Confia, pois, que eu suprirei a tua fraqueza, serás meu instrumento, minhas mãos de carne. Faz tudo o que estiver ao teu alcance e confia...confia demoradamente, abandonadamente... sempre e sempre... e na noite escura verás a Alvorada “

segunda-feira, 21 de abril de 2008

"Senhor, mostra-nos o Pai e isso nos basta!" (Jo 14, 8)



Esta ânsia de Filipe ver o Ser Supremo foi a de todos os homens de todos os tempos. Ainda que invocado sob nomes diferentes, configurado segundo o imaginário das diversas culturas, foi a Ele, ao Criador, à Origem para a qual tudo tende, que sempre buscaram. E ainda assim é. Grande foi e continua a ser a nossa sede de Deus... e a nossa dúvida, a nossa hesitação, a nossa negação até.
Por vezes, nem sequer identificamos com clareza a origem dessa sede, que se instala como um vazio difícil de preencher. O nosso orgulho intelectual impede a aceitação do que a razão não alcança e a física não demonstra.
Por vezes, também, confundimos o Abba de Jesus com as cúpulas da Igreja e o seu percurso; o palavreado com a Palavra; os comportamentos duvidosos com a Atitude sincera de quem procura o Encontro.
Jesus, o carpinteiro pobre e mal calçado que se havia de dar até à exaustão, preso por um sonho a um patíbulo, respondeu a Filipe: “Quem me vê, vê o Pai. Como podes dizer ‘mostra-nos o Pai’? (...) as palavras que vos digo, não as digo por mim mesmo, mas o Pai, que permanece em mim, realiza suas obras”...(Jo 14, 9-10).
A verdadeira cúpula da Igreja de Cristo é Ele mesmo, que sonhou arrebatar-nos consigo para o tão ansiado Encontro; a Palavra certa, aquela que não saiu apenas da sua humanidade, mas da vivência íntima com o Pai, adorado em Espírito; a Atitude perante a existência, aquela que Ele demonstrou e que é revelada pelos comportamentos de quem n’Ele crê: “Se me amais, observareis os meus mandamentos” (Jo 14, 15).
Ele não é o Fim em si mesmo, mas “o Caminho, a Verdade e a Vida” (Jo, 14,6), a porta por onde somos convidados a entrar para contemplar o Rosto de Deus - Alfa e Ómega de todas as coisas, Amor Incondicional e sem limites, onde o Homem mergulha e a sede finalmente se sacia.

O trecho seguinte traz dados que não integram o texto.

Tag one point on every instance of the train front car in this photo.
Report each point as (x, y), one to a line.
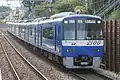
(82, 42)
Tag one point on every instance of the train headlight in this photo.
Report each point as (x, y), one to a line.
(70, 50)
(98, 50)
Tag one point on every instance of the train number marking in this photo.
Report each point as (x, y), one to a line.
(94, 42)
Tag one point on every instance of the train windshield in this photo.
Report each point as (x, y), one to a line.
(69, 30)
(82, 29)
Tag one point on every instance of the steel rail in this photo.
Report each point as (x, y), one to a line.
(9, 61)
(44, 77)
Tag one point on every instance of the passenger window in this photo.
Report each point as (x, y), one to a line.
(48, 33)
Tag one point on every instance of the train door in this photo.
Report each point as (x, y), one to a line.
(57, 37)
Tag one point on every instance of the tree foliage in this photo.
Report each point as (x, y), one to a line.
(115, 15)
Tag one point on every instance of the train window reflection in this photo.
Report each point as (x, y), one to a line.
(69, 31)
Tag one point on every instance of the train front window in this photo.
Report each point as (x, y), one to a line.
(89, 29)
(93, 29)
(69, 30)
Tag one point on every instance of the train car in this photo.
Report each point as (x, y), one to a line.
(75, 40)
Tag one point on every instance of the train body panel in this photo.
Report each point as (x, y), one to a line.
(76, 38)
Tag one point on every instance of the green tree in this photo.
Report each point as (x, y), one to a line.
(115, 15)
(80, 9)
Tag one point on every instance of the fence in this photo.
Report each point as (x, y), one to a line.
(112, 46)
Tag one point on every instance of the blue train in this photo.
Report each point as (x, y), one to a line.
(75, 40)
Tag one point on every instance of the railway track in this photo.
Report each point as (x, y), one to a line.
(14, 69)
(89, 75)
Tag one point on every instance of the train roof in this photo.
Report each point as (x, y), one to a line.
(70, 16)
(58, 19)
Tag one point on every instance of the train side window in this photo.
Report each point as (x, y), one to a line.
(48, 33)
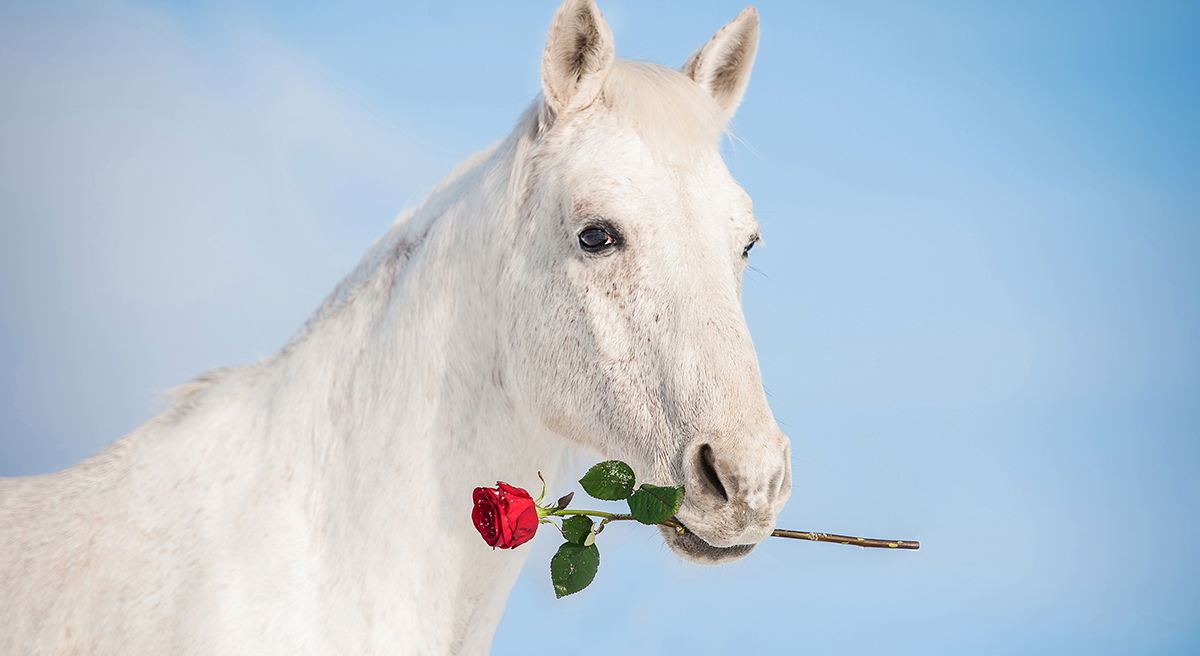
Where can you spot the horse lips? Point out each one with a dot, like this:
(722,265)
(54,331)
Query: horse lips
(505,516)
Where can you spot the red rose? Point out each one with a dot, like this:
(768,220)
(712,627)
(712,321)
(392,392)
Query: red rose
(505,516)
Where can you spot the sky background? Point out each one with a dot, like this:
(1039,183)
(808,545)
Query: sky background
(977,307)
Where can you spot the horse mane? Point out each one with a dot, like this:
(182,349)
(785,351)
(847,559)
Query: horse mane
(672,114)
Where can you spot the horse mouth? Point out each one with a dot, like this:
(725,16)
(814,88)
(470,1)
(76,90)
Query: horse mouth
(694,548)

sexta-feira, 11 de abril de 2008

Pão nosso, Pai nosso



A notícia já tem alguns meses: A alta do preço do petróleo tem levado os países mais ricos a procurar outras fontes alternativas de energia: o custo do milho, do trigo e da soja, já em Fevereiro tinha triplicado e “no espaço de alguns anos os Estados Unidos destinaram 40 mil toneladas de milho para produção de bioetanol” (27/02/2008, Canal de Notícias do Vírgula, citando o Financial Times).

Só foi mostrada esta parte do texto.